A TLC reality show ensues (probably one of the best ways to ensure a college education for your eight children, if you ask me). The Gosselins live their marriage in front of cameras and a cutting room version of their reality is shipped to viewers each week. A lot of it involves Kate telling Jon to sit up straight, or something similar, as her husband slouches around with a look of pain I’ve only seen, oh, on every other father on earth’s face when they receive barking orders from the world’s bossy coalition of moms.

So, cheating scandal. Pictures of Jon hanging out with some nubile young woman who probably hasn’t popped out eight kids (yet). Pictures of Kate with the bodyguard, um, doing with her what bodyguards do (stand there and look menacing).

I guess I don’t know why Kate is seen as such a mean, horrible person. “Reports”today indicated that Kate put John Gosselin on a $5 per day allowance. And, OK, maybe she burst in on him and yelled for not receiving her lunch on time. I call exaggeration. I think if I were a stay-at-home mom with six kids on the way I’d encourage my husband to be frugal (especially if he were about to be fired for misusing “company resources”). And I would sure as hell be pissed about not being fed (I get pretty pissed if that happens NOW).

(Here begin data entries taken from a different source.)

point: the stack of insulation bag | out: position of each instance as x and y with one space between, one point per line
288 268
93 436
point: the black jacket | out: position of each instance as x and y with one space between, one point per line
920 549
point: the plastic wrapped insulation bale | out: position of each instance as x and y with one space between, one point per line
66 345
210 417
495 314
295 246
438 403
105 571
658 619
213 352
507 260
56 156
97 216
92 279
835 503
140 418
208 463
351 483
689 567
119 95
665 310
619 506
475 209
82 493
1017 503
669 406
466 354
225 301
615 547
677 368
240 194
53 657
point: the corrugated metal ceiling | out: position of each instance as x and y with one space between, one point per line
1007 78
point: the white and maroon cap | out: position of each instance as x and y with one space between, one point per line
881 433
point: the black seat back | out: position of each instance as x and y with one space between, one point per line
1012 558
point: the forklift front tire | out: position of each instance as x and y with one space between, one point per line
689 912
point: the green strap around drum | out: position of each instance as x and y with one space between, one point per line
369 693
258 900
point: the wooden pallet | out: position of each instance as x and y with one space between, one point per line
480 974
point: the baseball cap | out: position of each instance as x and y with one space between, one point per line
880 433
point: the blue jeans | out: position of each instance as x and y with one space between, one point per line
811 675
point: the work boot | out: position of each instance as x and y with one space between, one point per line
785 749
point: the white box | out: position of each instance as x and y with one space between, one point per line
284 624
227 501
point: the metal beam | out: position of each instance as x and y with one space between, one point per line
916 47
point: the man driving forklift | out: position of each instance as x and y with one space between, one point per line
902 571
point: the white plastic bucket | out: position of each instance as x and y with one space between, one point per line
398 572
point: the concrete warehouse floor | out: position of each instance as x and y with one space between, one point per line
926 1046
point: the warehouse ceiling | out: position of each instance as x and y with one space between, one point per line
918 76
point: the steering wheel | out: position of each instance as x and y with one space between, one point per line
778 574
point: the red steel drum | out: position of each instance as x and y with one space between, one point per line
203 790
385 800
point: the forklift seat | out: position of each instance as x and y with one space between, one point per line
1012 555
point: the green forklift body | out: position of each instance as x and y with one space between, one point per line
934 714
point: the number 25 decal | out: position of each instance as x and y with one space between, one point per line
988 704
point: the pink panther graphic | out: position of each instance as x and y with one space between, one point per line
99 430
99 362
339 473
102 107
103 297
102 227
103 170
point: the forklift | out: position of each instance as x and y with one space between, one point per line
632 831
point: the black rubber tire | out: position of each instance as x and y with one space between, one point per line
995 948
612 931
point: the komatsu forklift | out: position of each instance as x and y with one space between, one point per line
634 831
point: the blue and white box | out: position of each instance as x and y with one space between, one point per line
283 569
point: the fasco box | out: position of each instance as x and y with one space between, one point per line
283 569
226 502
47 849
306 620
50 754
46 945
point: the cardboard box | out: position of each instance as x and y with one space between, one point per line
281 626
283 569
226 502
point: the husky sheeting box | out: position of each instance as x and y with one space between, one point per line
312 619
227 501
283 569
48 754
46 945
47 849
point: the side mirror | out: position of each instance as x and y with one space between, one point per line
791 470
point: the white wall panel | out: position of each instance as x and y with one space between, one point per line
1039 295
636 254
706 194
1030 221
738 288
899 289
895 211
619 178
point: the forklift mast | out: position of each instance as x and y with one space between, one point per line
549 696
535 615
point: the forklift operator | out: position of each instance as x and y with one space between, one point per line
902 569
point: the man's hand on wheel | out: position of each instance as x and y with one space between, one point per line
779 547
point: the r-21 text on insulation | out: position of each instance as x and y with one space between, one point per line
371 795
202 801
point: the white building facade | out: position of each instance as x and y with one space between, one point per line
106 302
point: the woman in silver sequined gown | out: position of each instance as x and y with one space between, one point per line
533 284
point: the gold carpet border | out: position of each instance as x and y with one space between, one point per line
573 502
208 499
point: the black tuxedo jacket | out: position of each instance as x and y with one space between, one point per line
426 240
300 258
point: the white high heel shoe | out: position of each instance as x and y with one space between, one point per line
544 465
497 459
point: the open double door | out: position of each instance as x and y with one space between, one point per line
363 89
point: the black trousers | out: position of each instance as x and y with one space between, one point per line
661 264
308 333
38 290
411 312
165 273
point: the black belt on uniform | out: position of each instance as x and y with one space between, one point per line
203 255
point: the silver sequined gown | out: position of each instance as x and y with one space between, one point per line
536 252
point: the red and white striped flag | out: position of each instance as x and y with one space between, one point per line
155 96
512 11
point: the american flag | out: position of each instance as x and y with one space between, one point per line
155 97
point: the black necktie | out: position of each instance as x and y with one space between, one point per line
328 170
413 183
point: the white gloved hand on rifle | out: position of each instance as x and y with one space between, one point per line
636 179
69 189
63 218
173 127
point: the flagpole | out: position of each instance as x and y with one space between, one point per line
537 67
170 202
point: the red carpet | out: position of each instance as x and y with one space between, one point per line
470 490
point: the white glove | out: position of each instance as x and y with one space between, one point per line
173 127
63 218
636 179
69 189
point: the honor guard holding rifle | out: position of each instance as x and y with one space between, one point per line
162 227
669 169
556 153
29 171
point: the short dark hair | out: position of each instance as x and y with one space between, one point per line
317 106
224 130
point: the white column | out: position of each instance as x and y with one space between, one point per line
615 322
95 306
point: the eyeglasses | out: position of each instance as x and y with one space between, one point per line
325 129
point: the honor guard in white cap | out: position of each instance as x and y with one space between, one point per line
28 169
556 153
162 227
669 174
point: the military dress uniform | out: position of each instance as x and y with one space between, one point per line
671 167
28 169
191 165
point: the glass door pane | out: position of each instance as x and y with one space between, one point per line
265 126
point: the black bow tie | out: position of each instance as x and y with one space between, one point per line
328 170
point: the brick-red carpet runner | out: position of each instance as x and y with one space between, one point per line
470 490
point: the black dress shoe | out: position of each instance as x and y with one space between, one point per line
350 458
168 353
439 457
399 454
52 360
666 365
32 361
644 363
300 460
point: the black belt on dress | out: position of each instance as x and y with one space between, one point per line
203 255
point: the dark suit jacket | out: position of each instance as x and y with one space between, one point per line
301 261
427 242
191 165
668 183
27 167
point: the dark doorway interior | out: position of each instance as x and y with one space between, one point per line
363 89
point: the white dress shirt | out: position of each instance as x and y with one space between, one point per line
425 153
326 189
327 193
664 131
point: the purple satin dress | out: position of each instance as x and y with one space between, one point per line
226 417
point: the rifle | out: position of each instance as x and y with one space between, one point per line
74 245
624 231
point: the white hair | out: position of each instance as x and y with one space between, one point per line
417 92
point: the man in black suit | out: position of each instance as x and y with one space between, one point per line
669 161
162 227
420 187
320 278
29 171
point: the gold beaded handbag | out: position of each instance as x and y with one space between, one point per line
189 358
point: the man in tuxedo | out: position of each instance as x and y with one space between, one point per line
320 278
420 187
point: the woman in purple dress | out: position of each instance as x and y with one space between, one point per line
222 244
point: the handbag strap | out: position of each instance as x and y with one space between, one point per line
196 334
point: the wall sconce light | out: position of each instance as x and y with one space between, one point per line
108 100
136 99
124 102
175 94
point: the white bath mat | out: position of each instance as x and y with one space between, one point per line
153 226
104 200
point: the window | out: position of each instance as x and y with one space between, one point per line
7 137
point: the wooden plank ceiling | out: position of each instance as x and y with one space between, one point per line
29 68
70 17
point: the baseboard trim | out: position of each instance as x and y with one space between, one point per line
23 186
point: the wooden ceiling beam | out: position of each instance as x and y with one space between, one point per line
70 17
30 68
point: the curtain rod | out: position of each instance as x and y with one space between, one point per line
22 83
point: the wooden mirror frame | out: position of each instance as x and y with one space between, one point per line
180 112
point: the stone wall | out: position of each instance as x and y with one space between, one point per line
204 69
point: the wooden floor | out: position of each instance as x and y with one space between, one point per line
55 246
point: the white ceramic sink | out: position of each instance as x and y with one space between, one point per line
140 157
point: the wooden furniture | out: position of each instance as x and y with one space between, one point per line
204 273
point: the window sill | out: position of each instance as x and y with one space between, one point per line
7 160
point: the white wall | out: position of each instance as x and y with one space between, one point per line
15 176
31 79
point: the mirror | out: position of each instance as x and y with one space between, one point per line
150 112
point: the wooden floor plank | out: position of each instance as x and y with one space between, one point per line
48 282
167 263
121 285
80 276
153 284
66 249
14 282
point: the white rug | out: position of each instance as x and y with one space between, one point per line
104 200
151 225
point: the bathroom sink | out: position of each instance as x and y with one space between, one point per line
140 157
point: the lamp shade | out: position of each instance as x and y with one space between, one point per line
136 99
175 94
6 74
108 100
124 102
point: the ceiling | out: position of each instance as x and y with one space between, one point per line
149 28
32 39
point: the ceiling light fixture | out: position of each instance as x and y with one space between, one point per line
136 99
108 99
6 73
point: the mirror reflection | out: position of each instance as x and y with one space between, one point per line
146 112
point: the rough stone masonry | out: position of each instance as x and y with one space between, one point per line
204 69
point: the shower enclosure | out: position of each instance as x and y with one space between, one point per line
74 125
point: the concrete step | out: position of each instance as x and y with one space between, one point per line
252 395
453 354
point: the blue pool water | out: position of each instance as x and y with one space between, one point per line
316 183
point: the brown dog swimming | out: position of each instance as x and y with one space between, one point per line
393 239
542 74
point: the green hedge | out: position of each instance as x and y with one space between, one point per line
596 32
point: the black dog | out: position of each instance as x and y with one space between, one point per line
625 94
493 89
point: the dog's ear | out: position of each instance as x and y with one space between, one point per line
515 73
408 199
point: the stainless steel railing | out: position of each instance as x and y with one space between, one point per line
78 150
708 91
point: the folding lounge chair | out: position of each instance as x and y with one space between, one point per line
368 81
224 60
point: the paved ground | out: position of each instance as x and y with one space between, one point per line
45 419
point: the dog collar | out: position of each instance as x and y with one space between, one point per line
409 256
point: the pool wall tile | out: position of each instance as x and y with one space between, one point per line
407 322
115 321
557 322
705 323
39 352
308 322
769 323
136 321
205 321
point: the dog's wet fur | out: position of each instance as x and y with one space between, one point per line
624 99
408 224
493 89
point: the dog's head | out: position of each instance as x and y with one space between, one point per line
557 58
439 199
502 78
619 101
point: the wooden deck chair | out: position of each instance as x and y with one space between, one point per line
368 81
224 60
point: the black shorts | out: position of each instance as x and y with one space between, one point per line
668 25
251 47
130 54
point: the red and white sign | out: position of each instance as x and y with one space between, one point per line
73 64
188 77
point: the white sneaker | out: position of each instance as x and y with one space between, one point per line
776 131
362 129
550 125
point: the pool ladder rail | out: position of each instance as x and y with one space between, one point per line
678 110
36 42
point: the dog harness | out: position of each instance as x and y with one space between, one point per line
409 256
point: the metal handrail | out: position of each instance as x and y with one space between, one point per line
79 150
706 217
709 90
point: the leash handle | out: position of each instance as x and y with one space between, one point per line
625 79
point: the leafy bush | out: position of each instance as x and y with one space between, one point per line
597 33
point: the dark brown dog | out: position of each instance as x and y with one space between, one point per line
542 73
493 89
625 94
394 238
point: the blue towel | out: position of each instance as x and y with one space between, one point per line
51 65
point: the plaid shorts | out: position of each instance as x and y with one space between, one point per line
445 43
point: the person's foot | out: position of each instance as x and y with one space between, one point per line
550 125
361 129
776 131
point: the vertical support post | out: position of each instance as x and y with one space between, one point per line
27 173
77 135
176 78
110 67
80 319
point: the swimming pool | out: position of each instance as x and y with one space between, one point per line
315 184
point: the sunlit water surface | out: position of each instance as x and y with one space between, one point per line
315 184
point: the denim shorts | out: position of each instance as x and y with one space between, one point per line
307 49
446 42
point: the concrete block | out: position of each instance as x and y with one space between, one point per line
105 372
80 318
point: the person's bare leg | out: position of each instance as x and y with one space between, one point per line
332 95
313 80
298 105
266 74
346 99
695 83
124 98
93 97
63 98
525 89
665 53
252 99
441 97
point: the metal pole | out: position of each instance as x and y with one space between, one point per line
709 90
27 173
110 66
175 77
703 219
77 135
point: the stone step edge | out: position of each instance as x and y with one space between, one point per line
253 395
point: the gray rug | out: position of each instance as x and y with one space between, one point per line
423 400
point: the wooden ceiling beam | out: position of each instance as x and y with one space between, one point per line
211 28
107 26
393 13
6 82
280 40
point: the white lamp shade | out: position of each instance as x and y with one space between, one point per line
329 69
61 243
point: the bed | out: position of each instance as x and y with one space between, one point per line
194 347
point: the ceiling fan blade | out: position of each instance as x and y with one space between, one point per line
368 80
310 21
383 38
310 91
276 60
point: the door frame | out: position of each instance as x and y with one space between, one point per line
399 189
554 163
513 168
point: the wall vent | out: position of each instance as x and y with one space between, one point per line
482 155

Surely suburban America gets off on this type of story. People get weird about women having kids, especially when those children arrive in litter format. Everyone loves to build things up and tear them down, or at least watch the destruction. And who doesn’t jump at the chance to hate women (first in line, of course, are always other women)?

I’m one voice in a massive pile of crap called the Internet, but I just wanted to say this: Jon was involved, too. It takes two people to make a baby, just as it takes two people to make a marriage. And, unfortunately, it takes the work of a lot less than eight kids to turn a couple into completely different people. I don’t get the country’s frenzied obsession with hating Kate Gosselin. Frankly, I’m a little freaked out by it.